Hunters routinely appeal to the quick death associated with the ideal bullet or arrow wound. And it seems reasonable to assign a value that indicates less suffering when death is sudden and comes without forewarning and isn't preceded by fear, pain, or some other distressful experience. So, we could try to determine the actual time it takes to kill an animal and combine that with the time leading up to his or her death if that period is distressful and the distress is part of the process of killing them.

A Bloomington, Indiana city government website states:
Because the technique is administered by trained sharpshooters using high-powered rifles to kill deer over bait, death is instantaneous. Because the technique uses sound suppression devices, deer and other animals in the area are not frightened or stressed. Some people may object to this method because it involves killing an animal.
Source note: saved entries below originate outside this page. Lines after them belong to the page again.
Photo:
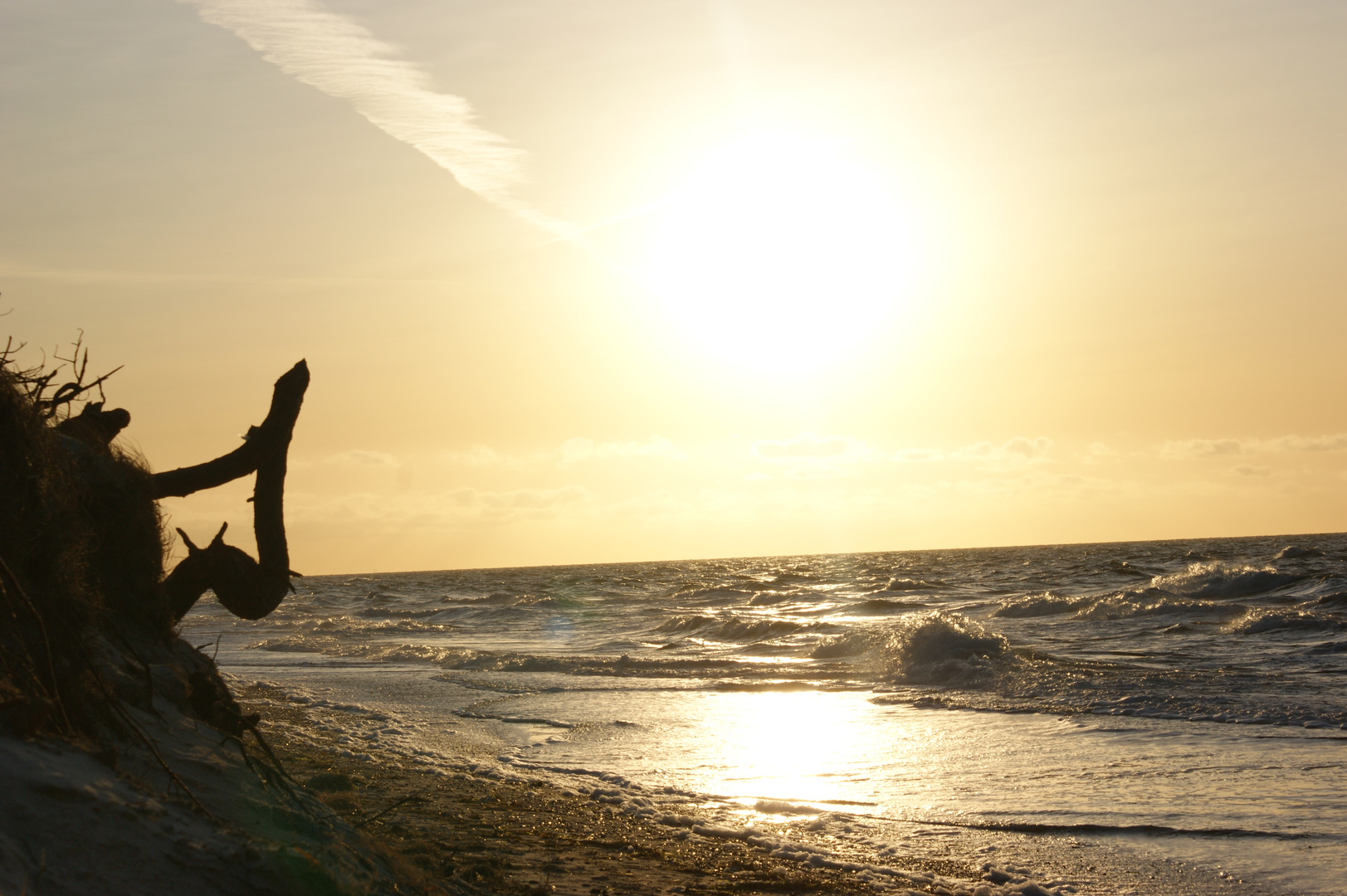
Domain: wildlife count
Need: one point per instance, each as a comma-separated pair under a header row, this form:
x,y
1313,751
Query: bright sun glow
x,y
780,251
If their death is indeed instantaneous, is unsuspected, and doesn't frighten other deer in the area, then as far as the killing itself is concerned -- aside from the ethical issues surrounding the killing, generally -- the Suffering Prior to Death cruelty factor might be 0.
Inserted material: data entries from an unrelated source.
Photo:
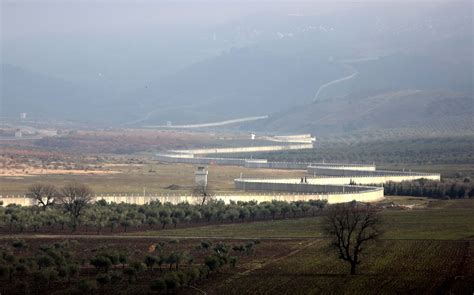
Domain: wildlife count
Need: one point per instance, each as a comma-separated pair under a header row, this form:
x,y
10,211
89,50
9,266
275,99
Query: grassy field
x,y
394,267
441,220
134,178
426,250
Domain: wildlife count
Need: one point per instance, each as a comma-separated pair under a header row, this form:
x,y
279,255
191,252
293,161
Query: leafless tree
x,y
204,193
44,195
74,198
352,227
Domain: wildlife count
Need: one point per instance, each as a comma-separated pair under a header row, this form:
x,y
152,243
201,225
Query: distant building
x,y
200,176
18,133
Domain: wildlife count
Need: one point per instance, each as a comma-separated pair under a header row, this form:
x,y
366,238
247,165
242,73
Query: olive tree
x,y
74,198
351,227
43,195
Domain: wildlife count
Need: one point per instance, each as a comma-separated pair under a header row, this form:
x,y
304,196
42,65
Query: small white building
x,y
200,176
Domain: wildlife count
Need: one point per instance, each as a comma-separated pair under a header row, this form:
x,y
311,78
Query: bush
x,y
193,274
19,244
85,286
131,273
101,261
115,278
172,280
103,279
212,262
204,272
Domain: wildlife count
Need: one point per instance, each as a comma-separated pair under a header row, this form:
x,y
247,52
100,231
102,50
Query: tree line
x,y
72,207
447,189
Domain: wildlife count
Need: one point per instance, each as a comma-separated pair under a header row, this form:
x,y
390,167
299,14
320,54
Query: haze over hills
x,y
398,63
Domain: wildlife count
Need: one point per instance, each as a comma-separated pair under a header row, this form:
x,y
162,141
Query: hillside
x,y
428,110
The very common Canada goose round-ups that occur around the country every year are an example of a activity with a higher Suffering Prior to Death cruelty factor. Geese are unable to fly while the are molting; this is when federal agents round them up. Because they can't fly, they must be particularly wary of predators. Additionally, they have their goslings with them who they must feel need protecting.

Agents show up, herd them into corrals, separate the goslings from the adults. Put the adults into cages, load them on a truck, drive them sometimes long distances to a poultry butcher or plant, and then serially kill them. Meanwhile, the goslings are caged, loaded onto a truck, and driven to a USDA office, unloaded, taken into a building, put in a gas chamber, and then asphyxiated.
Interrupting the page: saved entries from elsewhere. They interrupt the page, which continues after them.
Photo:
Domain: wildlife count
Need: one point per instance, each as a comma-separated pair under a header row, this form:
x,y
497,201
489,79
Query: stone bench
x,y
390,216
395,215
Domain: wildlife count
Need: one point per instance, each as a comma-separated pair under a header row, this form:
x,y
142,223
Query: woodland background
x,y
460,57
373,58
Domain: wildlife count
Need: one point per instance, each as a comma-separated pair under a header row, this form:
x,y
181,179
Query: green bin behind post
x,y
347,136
Assuming it takes 24 hours from the time the geese become alarmed to the time they die -- and it can take much longer -- then we could assign a number related to the time it all took. Perhaps a Suffering Prior to Death cruelty factor of 24 would make sense.

d-CON's ad for their "Quick Kill Glue Trap" says it will: "Kill mice quickly, so there’s no waiting and possible squealing for days." Killing mice in the traps they are competing with must have a Suffering Prior to Death cruelty factor much higher than 24.

Perhaps you have begun to imagine the many difficulties in devising a scale that would somehow capture all such variations and result in a meaningful rank ordering of specific cruelties. Maybe a universal scale isn’t possible, but I think we could come up with a set of measurements that could be applied to many cases.

2 comments:

Gina said...

If we were able to come up with a ranking method to order different cruelties, what would we do with the list?

I was thinking that the post would end with something like "if we had a good method of comparing acts of cruelty, we should tackle issues where the cruelty index is the highest". To figure out which animal cruelty issues are more important to fight, though, we should also consider: the number of animals that issue affects, and how effective our fight will be.

Perhaps a formula for ranking how important it is to tackle a certain issue would be:
[number of animals affected]*[cruelty index of the average animal]*[probability that we're able to lessen this cruelty].

Rick said...

I think you are right about a cruelty index being able to help guide people's efforts aimed at stopping or lessening suffering. I think too, that simply having such a scale and being able to point to some form of cruelty and being able to say something about its relative hideousness would in and of itself motivate action and change. In the case of vivisection, committees might be less likely to approve a project if it had a high cruelty rating on some generally accepted scale.